D’autres humeurs pourrais-je aussi parler
qui font se douloir maint homme en son sommeil ;
mais je veux passer aussi vite que je peux.
4130    Voyez Caton[1], qui fut homme si sage,
n’a-t-il pas dit : ne faites cas de songes ?
Or ça, monsieur, dit-elle, quand nous volerons à bas de la perche,
pour l’amour de Dieu, veuillez prendre un laxatif ;
au péril de mon âme et de ma vie,
je vous conseille pour le mieux, sans mentir :
il faut tout ensemble de colère et de mélancolie
vous purger ; et pour que vous ne tardiez,
bien que dans ce hameau il n’y ait point d’apothicaire,
je vais moi-même vous enseigner les herbes
4140qui seront pour votre santé et pour votre bien ;
et dans notre cour trouverai-je ces herbes
qui ont propriété, par nature,
de vous purger par en bas, et aussi par en haut.

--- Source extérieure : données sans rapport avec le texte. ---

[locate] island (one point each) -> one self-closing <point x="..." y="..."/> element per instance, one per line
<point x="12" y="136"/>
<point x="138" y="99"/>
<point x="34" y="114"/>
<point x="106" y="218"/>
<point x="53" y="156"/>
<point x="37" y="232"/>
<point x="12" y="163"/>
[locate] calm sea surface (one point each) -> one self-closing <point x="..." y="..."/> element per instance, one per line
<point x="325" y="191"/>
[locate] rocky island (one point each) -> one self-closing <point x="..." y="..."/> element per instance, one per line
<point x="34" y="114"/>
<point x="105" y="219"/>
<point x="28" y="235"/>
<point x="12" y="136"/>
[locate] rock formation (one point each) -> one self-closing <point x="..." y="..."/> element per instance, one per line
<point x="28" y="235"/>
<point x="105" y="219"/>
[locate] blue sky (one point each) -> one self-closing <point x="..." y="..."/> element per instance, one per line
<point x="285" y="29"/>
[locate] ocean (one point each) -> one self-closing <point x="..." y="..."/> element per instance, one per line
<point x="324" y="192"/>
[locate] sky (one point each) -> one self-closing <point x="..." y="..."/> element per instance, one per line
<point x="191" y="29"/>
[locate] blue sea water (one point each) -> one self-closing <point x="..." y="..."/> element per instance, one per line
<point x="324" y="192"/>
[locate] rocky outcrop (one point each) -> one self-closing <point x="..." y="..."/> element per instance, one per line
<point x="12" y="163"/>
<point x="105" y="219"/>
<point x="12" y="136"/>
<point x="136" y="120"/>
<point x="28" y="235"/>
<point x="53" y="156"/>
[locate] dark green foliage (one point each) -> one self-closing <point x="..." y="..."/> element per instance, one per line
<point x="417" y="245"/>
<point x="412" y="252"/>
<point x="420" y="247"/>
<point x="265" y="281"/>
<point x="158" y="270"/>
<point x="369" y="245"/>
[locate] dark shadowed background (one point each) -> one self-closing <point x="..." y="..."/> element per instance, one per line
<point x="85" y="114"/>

N’oubliez ceci, pour l’amour de Dieu :
vous êtes colérique de complexions[2].
Gardez que le soleil, à son ascension,
ne vous trouve replet d’humeurs chaudes ;
car s’il le fait, j’ose bien gager un liard
que vous aurez fièvre tierce,
4150ou chaud mal, qui peut être votre mort.
Pendant un jour ou deux il faut prendre des digestifs
de vers, avant de prendre vos laxatifs :
de la lauréole, de la centaurée, de la fume terre,
ou bien de l’ellébore, qui pousse ici,
ou de l’épurge, ou des baies de bourdaine,
ou du lierre terrestre de notre cour, qui est si plaisant à voir ;
picorez-les tout comme ils poussent, et les avalez.
Soyez gaillard, mon mari, par la race de votre père !
Ne craignez les songes ; je ne puis vous dire plus. »
4160    « Madame, dit-il, grand merci de votre science.
Mais néanmoins, touchant dom Caton,

  1. Dionysius Cato, auteur de Disticha de Moribus, livre très lu dans les écoles du temps (lib. 2, dist.32).
  2. Ici, combinaison générale des humeurs, tempérament.